The path meanders through the gorse before leaving Essex Hill behind and circling around the inlet of La Tchue and passing above the former coastal quarry that now houses the island's waste centre before briefly following its access road uphill to find the next footpath on the left. Now running just outside fields, the clifftop path rounds the small inlet of Les Becquets and then passes above the inaccessible Blue Stone Beach, where the rocks of L'Etac de la Quoire lie just offshore (picture 57).
The last stretch of the path runs a little back from the clifftop of Cachaliere (picture 58) to reach the junction of paths above Vau du Fret, where I had set off along the cliffs in the morning (picture 59). It was then a simple matter to retrace my steps across the fields in the golden evening sunshine (picture 60) to return to the tourist office St Anne.
The official distance for this walk is twenty kilometres, but with the various little side-trips I had made along the way my GPS was showing almost 23 kilometres when I reached the end of the walk.
Back in town, the high ground of the Butes playing field, home of the Alderney Cricket Club, had been taken over by a variety of marquees as part of the Alderney Week festival. From the edge of the cricket ground there was a good view over Braye Harbour as the twilight set in (picture 61), though I did wonder how many cricket balls have never been seen again after being hit over the boundary.
The following morning I went for a walk to the end of the breakwater, which still has the rusty rails of the Alderney Railway embedded in it. In the afternoon the weather deteriorated but I was fortunate enough to discover that the railway was running an unscheduled service for the festival, so after lunch in the Divers Inn I trotted over to Braye Road Station to board an old Northern Line carriage (picture 62) for the leisurely fifteen minute journey over to Mannez Quarry.
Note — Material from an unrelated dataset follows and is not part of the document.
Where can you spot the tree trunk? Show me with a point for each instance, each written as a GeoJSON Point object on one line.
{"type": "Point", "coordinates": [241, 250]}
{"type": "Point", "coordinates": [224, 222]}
The sunny weather returned for my last full day on Alderney and I headed for the eastern end of the island. On the way to Longis Bay I passed a large statue of a puffin, imaginatively carved out of a tree stump (picture 63).
The bay itself was popular with visitors and I walked around the sandy beach beside the long anti-tank wall to cross the causeway over to Fort Raz, though at the time of my visit the fort was partly closed for renovation.
Heading east along the road from Longis Bay, I found a track leading uphill to The Odeon (picture 65). With a fine view over the eastern end of Alderney, the five-storey tower was built as part of a large battery that included five 88-millimetre flak guns. More than a dozen related structures cover the plateau behind the tower and it was here that I met the team of archaeologists clearing dense gorse from the entrance of a bunker that was sealed after the German surrender.
A footpath winds its way westward across the plateau to meet a road above the Corblets Quarry. At a junction further west the road passes the Hammond Memorial (picture 66), which remembers the foreign labourers who died in Alderney's prison camps.
After wandering eastward to the Mannez Lighthouse, I walked back to St Anne along the track of the Alderney Railway (picture 67), which the locals seem to use as a convenient footpath when the train isn't running. The previous evening I had even seen a large group of people in formal attire walking along the track to an event associated with the festival.
I still had some time up my sleeve in the afternoon, so I headed over to the north-west corner of the island to explore Fort Tourgis (picture 68). The fort was completed in 1855, when it had a total of 33 heavy cannon in its five batteries and a garrison of almost 350 men. It was the largest of Alderney's Victorian forts before Fort Albert was built a few years later. Fort Tourgis is open to the public and there's a lot to explore, though much of it is in a poor state of repair and the main barracks building on the eastern side of the citadel is unsafe to enter.